Building Decipad: A Deep Dive into Our Toughest Engineering Challenges

Building a product from the ground up is a journey filled with complex puzzles and “aha!” moments. At Decipad, our vision has always been to create a new kind of data notebook—one that is intuitive, collaborative, and powerful enough for complex modeling. But turning that vision into a reality meant tackling a series of significant engineering challenges.

This article pulls back the curtain on our evolution. We’ll walk you through the toughest problems we faced, from architecting a real-time collaborative editor from scratch to building a high-performance computation engine in Rust. For each challenge, we’ll detail the solution we engineered and link directly to the relevant open-source code in our repository. Whether you’re a developer facing similar problems or just curious about what goes into building a modern web application, we hope our journey offers some valuable insights.

Explore Our Code!

Before we dive into the technical details, it’s important to know that Decipad is a fully open-source project. Every solution, library, and component we discuss in this article is available for you to explore in our public GitHub repository.

➡️ Check it out at: github.com/decipad/decipad

We encourage you to browse the code, star the project if you find it interesting, and see our engineering in action!

Decipad

1. The Foundation: Real-Time Collaboration

The Challenge: From day one, seamless, Google Docs-style collaboration was non-negotiable. We needed to allow multiple users to edit the same document simultaneously, even with intermittent connectivity, without creating a mess of conflicting changes.

Our Solution: We embraced the power of Conflict-free Replicated Data Types (CRDTs) to ensure that the document would always reach a state of eventual consistency. This approach allowed us to build a robust system for both online and offline editing.

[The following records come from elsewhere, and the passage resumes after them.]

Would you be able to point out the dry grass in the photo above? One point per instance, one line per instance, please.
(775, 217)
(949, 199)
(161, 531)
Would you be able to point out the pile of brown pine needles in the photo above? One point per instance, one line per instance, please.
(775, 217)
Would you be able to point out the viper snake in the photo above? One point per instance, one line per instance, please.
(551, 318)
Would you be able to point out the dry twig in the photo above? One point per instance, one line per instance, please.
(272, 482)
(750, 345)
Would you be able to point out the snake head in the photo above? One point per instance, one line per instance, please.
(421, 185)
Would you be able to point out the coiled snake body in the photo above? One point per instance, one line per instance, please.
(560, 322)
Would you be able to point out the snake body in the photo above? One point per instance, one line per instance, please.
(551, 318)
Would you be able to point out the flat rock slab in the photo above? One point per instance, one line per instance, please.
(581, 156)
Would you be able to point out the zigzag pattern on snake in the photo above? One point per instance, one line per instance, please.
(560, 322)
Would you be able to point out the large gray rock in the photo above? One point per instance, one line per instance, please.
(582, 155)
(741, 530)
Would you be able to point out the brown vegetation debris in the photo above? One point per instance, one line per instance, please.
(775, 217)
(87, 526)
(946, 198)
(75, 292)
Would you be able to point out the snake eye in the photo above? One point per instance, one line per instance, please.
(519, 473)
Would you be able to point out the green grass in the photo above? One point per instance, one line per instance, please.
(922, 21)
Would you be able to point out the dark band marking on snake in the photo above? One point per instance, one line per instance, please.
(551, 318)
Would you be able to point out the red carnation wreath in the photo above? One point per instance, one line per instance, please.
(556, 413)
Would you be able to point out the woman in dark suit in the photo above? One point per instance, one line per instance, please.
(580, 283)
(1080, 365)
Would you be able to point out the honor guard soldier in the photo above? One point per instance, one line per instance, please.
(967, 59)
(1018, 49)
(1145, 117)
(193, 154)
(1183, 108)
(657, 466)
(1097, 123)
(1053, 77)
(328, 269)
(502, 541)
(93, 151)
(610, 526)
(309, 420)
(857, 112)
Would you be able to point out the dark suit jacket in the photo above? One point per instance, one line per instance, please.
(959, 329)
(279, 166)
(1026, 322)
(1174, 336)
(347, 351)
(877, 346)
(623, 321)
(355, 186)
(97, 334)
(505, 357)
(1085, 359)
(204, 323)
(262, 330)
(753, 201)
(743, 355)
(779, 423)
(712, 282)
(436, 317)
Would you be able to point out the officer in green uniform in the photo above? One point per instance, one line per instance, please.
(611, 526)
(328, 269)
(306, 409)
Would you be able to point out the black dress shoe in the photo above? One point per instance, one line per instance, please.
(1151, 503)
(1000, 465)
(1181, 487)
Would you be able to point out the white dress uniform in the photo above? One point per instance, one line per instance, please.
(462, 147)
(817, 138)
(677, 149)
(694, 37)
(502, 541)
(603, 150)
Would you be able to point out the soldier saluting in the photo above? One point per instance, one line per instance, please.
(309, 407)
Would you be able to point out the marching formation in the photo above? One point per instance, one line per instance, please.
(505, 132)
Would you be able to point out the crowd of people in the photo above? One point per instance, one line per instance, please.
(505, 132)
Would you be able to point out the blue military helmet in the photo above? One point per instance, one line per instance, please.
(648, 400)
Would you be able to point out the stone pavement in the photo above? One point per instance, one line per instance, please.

CRDT Core: We implemented Y.js, a fantastic CRDT library, to manage document state and merge changes from different users without conflicts.
Editor Integration: To connect our Slate.js editor with the Y.js backend, we built a custom bridge, libs/slate-yjs.
Real-Time Sync: A WebSocket architecture, powered by AWS Lambda via libs/y-lambdawebsocket, handles the live communication between clients.
Offline First: User changes are saved locally in IndexedDB (libs/y-indexeddb), allowing for offline work that syncs automatically upon reconnection.
Persistence & Awareness: We use DynamoDB (libs/y-dynamodb) for server-side persistence and built an awareness system to show real-time cursors and selections for all collaborators.

Key Files:

2. Taming the Editor: Stability and Predictability

The Challenge: Our initial editor, built on Slate.js, was powerful but prone to instability. We faced frequent crashes, frustrating cursor jumps, and invalid states caused by the complexity of its operations. A collaborative tool that isn’t reliable is a tool no one will use.

Our Solution: In late 2021, we undertook a complete rewrite of the editor. The goal was to simplify operations, enforce strict data structures, and eliminate unpredictability.

Radical Simplification: We stripped out complex transformations and dead code, focusing on a more straightforward architecture.
Strict Type Safety: Comprehensive TypeScript types were implemented for all editor values, preventing entire classes of bugs.
Document Normalizers: We introduced normalizers to automatically correct the document structure if it ever entered an invalid state, ensuring self-healing capabilities.
Conflict Prevention: A write lock system (useWriteLock) was implemented to prevent race conditions during complex operations.
Robust Testing: We added a suite of integration and end-to-end tests to validate plugin behavior and user flows.

Key Files:

3. Building a Language: Parsing and Grammar

The Challenge: Decipad needed its own language—one that could elegantly handle mathematical expressions, units, and dimensional analysis. Building a parser that was both powerful and fault-tolerant was a significant undertaking.

Our Solution: We used the parser generator Nearley to define a formal grammar for our language. This allowed us to handle complex expressions, provide meaningful error messages, and ensure our language was well-defined.

Grammar System: We defined our entire language structure using Nearley in libs/language/src/grammar/nearley/.
Custom Tokenizer: A sophisticated tokenizer uses regex to correctly identify numbers, dates, units, and other language-specific identifiers.
Granular Error Handling: The parser was designed to provide detailed syntax errors, including line and column numbers, to guide users in fixing their formulas.
Source Map Integration: We added source mapping for improved debugging and error reporting between the raw text and the parsed structure.

Key Files:

4. The Need for Speed: The Computation Engine

The Challenge: A data notebook is only as good as its performance. We needed to compute complex mathematical models, often with large datasets, in real-time without freezing the user interface. Our initial JavaScript-based engine couldn’t keep up.

Our Solution: We made the pivotal decision to rewrite our entire computation engine in Rust and compile it to WebAssembly (Wasm). This gave us the raw performance of a low-level language directly in the browser, combined with an intelligent incremental computation system.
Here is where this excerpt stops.